Search JTA's historical archive dating back to 1923

Liberators of Nazi Camps to Meet in U.S. Next Fall

December 23, 1980
See Original Daily Bulletin From This Date
Advertisement

The U.S. Holocaust Memorial Council, the federal organization that will establish a memorial to the victims of Nazim, has announced it will sponsor the first “International Conference of Liberators of Concentration Camps” that will take place in Washington next autumn. The specific dates have not been set for the gathering to which delegations from ten countries are expected to attend.

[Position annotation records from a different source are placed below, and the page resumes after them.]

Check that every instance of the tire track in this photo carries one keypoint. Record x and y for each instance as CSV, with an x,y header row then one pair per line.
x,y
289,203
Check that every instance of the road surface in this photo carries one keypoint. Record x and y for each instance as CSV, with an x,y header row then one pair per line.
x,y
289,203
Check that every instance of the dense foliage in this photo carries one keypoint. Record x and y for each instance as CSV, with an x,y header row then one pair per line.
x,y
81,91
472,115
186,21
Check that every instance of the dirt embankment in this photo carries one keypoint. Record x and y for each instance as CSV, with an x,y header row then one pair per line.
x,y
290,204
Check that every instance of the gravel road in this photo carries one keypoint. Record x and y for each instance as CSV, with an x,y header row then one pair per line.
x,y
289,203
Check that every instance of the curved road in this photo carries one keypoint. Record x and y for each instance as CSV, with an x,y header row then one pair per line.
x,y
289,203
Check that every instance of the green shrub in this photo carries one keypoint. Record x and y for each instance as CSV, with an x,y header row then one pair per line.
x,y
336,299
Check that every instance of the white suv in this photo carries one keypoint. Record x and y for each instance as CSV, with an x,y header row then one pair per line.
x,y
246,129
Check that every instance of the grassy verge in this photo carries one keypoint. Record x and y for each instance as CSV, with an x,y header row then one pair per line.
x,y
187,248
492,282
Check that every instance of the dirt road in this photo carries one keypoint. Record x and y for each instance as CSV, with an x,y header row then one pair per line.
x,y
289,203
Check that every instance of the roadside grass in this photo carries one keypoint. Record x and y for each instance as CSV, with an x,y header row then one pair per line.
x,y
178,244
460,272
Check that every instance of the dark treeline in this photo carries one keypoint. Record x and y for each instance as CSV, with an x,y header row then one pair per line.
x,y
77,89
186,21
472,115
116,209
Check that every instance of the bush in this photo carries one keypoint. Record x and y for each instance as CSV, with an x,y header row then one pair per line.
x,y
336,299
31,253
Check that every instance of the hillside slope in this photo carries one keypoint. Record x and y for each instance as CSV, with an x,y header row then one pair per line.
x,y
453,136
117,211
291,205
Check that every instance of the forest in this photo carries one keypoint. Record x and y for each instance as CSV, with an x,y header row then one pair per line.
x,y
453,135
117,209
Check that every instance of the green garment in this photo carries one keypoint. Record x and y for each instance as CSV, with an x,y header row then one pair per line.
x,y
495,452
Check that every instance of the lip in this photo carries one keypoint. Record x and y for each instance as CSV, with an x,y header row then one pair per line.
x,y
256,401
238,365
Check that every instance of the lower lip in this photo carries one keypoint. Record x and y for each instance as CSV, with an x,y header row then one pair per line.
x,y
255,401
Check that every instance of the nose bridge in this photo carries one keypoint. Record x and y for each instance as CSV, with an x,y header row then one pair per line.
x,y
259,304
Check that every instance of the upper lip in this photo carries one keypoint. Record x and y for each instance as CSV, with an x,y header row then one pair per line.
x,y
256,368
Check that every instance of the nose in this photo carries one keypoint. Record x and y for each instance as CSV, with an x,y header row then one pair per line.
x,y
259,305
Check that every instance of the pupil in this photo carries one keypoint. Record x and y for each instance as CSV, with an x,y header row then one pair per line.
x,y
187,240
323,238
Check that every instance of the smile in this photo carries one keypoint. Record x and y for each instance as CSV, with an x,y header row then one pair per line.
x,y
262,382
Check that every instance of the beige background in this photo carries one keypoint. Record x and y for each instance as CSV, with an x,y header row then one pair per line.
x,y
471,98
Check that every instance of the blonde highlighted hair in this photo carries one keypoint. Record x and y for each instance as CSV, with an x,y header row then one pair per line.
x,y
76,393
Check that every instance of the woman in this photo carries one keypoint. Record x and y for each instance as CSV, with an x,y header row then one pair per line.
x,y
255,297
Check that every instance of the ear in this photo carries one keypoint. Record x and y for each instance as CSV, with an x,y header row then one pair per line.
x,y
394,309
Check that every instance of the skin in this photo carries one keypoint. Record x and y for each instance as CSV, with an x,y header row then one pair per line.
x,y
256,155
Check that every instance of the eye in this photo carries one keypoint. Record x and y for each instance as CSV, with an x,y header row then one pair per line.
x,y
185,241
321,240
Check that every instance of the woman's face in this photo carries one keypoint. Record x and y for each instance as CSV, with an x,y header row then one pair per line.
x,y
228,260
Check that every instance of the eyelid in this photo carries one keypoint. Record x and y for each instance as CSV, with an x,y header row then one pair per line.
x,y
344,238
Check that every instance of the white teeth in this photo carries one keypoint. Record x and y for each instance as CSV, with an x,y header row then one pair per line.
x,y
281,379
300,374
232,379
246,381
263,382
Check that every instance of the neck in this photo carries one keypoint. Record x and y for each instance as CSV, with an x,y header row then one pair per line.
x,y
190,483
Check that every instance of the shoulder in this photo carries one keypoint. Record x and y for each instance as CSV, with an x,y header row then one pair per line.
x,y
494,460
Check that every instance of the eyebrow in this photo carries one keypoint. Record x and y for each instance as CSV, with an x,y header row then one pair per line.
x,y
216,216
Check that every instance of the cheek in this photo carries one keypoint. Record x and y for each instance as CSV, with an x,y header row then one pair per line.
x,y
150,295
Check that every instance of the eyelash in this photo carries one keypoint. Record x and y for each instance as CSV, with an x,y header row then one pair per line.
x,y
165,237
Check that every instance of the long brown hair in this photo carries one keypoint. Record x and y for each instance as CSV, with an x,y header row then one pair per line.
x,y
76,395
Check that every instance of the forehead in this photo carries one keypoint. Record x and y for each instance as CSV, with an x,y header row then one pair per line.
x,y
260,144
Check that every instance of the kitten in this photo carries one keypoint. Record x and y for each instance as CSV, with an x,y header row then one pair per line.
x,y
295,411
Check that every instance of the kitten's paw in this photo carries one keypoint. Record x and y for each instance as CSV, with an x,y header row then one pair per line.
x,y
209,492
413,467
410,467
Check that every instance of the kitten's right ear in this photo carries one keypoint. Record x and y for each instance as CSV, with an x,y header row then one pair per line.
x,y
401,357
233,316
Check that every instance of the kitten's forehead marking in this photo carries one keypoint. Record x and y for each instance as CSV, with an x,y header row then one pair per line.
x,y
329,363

Elie Wiesel, chairman of the Council and himself a survivor of Auschwitz and Buchenwald, said the conference will honor the Allied Forces who liberated Nazi concentration camps and that every effort will be made to locate medical corps personnel, military correspondents and photographers, and every commanding officer of each army that had participated in the liberation as well as the chief of staff, the battalion commander, and the officer of the detachment that first entered each camp.

Australia, Canada, Czechoslovakia, France, New Zealand, Poland, the United Kingdom, the Soviet Union and Yugoslavia have been invited by the Council to send a formal delegation made up of individuals who participated in camp liberations. Initial contact with these countries was made through the Department of State. The U.S. Army Center of Military History, commanded by Brigadier General James Collins Jr., will provide liaison between the Department of Defense and the Council. The U.S., the host country, is the home of more than 5,000 survivors of these camps.

Miles Lermon, chairman of the Council’s Committee on International Relations and a resistance fighter during the Nazi occupation of Europe, has met with representatives of American veterans organizations to seek their help in locating American liberators, the Council said. The Council’s offices are at 425 Thirteenth Street, N.W., Washington. D. C., 20004.